Since $A^* = A$, $(x^*Ax)^* = x^*Ax$. Therefore $x^*Ax$ is a real number for any $x$. If $x$ is an eigenvalue of $A$ with eigenvalue $\lambda$, we have $x^*Ax = x^*(\lambda x) = \lambda x^*x$. Since $x^*Ax$ and $x^*x$ are always real (and $x^*x$ is not zero for an eigenvector $x$), this means $\lambda$ must be real too.

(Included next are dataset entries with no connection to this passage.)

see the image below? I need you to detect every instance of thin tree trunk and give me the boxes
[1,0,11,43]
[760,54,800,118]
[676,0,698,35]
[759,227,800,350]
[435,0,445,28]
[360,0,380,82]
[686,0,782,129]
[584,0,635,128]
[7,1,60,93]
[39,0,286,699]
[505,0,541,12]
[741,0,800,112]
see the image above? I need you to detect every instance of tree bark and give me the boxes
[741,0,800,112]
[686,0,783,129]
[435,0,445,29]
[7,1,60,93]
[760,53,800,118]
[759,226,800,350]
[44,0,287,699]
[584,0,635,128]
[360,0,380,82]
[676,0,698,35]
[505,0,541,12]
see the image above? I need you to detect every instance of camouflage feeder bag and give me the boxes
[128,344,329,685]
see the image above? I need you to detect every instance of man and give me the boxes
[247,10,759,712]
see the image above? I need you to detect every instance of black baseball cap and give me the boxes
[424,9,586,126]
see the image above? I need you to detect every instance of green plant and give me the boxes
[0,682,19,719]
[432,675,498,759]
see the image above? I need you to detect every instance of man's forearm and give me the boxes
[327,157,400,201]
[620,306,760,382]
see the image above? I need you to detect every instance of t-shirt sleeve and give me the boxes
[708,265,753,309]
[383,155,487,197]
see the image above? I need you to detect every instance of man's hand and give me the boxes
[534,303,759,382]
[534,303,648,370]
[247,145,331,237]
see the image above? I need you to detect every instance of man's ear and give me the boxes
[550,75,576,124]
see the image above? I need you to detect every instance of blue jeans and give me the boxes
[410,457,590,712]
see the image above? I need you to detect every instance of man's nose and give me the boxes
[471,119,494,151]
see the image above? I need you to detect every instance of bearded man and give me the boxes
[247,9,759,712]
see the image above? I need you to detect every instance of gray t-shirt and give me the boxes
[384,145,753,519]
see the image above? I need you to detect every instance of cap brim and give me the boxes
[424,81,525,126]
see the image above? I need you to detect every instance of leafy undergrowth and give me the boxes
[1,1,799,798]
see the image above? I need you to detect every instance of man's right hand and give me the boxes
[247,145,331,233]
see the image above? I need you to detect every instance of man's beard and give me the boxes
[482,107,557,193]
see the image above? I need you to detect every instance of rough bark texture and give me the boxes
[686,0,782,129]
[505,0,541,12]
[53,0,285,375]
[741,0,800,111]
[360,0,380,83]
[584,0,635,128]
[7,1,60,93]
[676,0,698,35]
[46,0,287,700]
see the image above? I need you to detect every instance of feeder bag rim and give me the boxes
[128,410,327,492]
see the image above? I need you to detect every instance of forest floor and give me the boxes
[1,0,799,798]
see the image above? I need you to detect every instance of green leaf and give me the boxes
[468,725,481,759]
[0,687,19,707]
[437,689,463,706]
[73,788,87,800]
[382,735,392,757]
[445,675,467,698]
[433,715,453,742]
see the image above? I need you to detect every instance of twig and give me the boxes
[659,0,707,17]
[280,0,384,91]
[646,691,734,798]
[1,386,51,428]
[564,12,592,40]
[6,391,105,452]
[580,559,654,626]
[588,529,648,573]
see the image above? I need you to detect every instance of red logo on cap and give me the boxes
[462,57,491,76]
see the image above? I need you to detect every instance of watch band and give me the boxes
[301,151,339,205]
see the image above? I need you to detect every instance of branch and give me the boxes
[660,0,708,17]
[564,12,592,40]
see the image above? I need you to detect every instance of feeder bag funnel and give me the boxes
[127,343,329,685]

Consider an eigen-pair, $(\lambda,v)$, of an $n\times n$ real symmetric matrix $A$,
then $ \begin{align*} Av=\lambda v \implies \bar{Av}=\bar{\lambda v}=A\bar{v}=\bar{\lambda}\bar{v}. \end{align*} $
Now,
$ \begin{align*} \left\langle \bar{v},Av \right\rangle =\bar{v}^\top Av =\bar{v}\lambda v =\lambda \left\langle \bar{v}, v\right\rangle. \end{align*} $
Similarly,
$ \begin{align*} \left\langle \bar{v},Av \right\rangle =\bar{v}^\top Av=\bar{A^\top v}^\top v =\bar{\lambda v}\lambda v =\bar{\lambda} \left\langle \bar{v}, v\right\rangle. \end{align*} $
So, we have
$ \begin{align*} & \left\langle \bar{v},Av \right\rangle = \lambda \left\langle \bar{v}, v\right\rangle = \bar{\lambda} \left\langle \bar{v}, v\right\rangle , \left\langle \bar{v}, v\right\rangle \neq 0 \\ & \implies \bar{\lambda} =\lambda \implies \lambda \in \mathbb{R}. \end{align*} $.

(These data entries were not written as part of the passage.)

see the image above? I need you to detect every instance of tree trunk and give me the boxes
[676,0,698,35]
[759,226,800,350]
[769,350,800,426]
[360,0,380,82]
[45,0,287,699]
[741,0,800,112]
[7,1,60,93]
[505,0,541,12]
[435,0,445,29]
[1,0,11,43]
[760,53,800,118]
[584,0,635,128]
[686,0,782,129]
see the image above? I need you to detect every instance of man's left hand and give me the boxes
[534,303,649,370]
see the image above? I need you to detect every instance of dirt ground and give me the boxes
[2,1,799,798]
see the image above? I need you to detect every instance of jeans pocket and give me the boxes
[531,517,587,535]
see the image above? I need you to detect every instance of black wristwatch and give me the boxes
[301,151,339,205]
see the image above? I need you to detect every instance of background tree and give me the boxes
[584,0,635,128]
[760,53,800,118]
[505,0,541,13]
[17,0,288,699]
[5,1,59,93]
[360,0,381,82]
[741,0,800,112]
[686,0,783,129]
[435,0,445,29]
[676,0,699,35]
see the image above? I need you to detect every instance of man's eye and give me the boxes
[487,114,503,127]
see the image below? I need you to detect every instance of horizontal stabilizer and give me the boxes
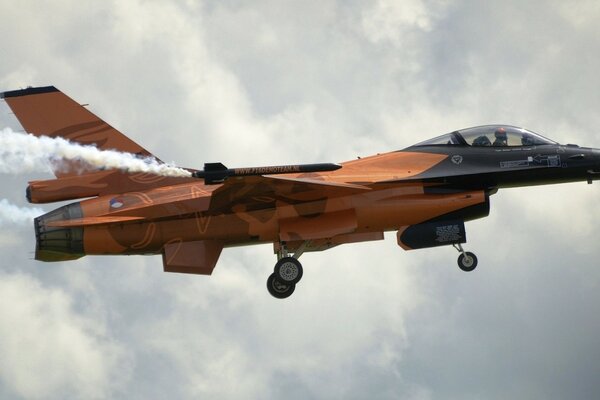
[27,170,194,204]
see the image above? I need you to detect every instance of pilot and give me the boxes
[472,135,491,146]
[493,127,508,146]
[521,134,534,146]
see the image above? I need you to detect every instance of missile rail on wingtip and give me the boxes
[192,162,342,184]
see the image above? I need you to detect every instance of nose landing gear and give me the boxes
[453,243,478,272]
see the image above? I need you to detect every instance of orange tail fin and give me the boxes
[2,86,192,204]
[1,86,156,177]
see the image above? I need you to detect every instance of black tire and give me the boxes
[274,257,303,285]
[458,252,478,272]
[267,273,296,299]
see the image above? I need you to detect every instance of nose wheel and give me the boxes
[453,243,478,272]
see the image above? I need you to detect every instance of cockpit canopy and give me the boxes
[413,125,557,147]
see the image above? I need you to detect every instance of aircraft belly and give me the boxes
[278,209,357,241]
[355,190,486,231]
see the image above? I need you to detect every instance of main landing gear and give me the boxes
[267,242,307,299]
[453,243,478,272]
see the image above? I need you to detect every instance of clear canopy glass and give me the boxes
[413,125,557,147]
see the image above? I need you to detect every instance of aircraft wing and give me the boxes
[205,174,371,215]
[56,174,371,224]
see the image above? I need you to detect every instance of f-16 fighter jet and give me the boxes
[3,86,599,298]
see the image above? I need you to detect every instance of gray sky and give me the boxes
[1,1,600,399]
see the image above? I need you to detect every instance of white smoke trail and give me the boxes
[0,199,43,226]
[0,127,192,177]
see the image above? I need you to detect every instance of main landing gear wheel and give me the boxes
[267,241,310,299]
[274,256,303,285]
[457,252,478,272]
[267,273,296,299]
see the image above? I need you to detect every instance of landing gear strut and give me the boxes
[453,243,478,272]
[266,241,308,299]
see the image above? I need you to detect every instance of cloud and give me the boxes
[0,198,43,226]
[361,0,440,44]
[1,1,600,399]
[0,128,190,177]
[0,273,130,399]
[139,244,425,399]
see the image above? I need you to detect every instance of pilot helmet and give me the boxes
[495,127,507,138]
[521,134,534,145]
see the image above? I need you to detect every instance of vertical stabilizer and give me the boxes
[1,86,156,177]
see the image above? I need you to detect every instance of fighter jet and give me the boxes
[2,86,599,299]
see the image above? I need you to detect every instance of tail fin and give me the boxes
[1,86,156,177]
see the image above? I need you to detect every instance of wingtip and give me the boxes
[1,85,58,99]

Hint: for every $n\times n$ matrix $M$ $$ \langle Mv , w\rangle ~=~ \langle v , M^H w\rangle $$ where $M^H$ is the conjugate transpose of $M$ and $\langle\,\cdot\,,\,\cdot\,\rangle$ is the complex inner product (i.e. $\langle v,w\rangle=v^Hw$).

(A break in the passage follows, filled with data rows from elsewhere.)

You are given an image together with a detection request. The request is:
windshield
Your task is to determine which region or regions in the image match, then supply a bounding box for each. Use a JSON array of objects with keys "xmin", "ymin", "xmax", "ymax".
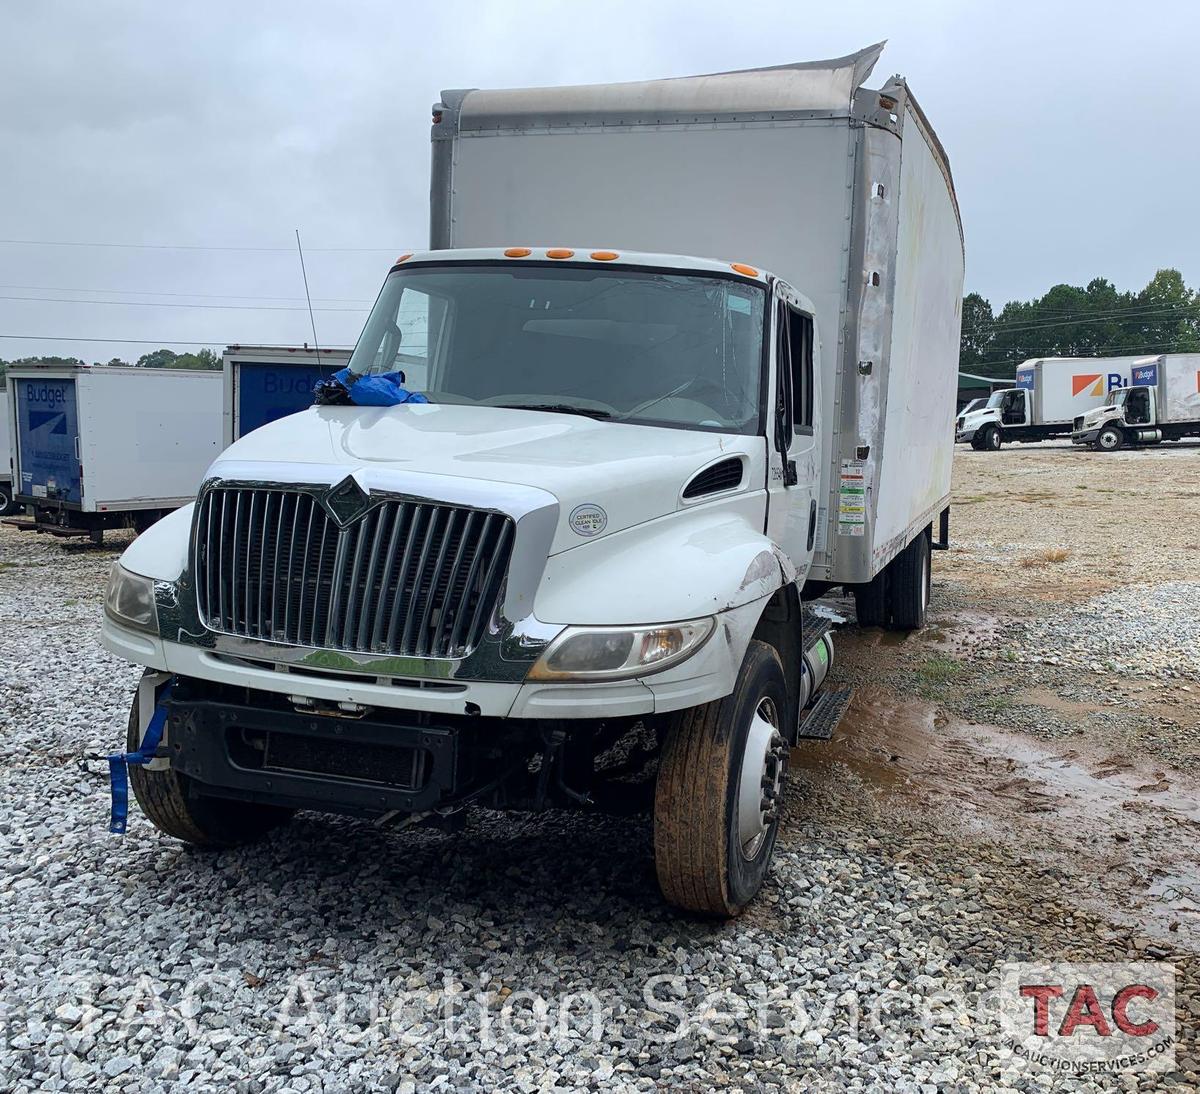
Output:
[
  {"xmin": 1111, "ymin": 389, "xmax": 1129, "ymax": 408},
  {"xmin": 346, "ymin": 264, "xmax": 766, "ymax": 434},
  {"xmin": 985, "ymin": 390, "xmax": 1011, "ymax": 409}
]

Consider the real operator $$u := (x \mapsto Ax)$$ for all $x \in \mathbb{R}^{n}$ and the complex operator $$\tilde{u} := (x \mapsto Ax) $$ for all $x \in \mathbb{C}^{n}$. Both operators have the same characteristic polynomial, say $p(\lambda) = \det(A - \lambda I)$. Since $A$ is symmetric, $\tilde{u}$ is an hermitian operator. For the spectral theorem for hermitian operators all the eigenvalues (i.e. the roots of the $p(\lambda)$) of $\tilde{u}$ are real. Hence, all the eigenvalues (i.e. the roots of the $p(\lambda)$) of $u$ are real.
We have shown that the eigenvalues of a symmetric matrix are real numbers as a consequence of the fact that the eigenvalues of an Hermitian matrix are reals.
$$A^*=A\implies(\lambda x)^*x=(Ax)^*x=(\lambda x)^*x=\lambda^*(x^*x)=x^*Ax=\lambda(x^*x)$$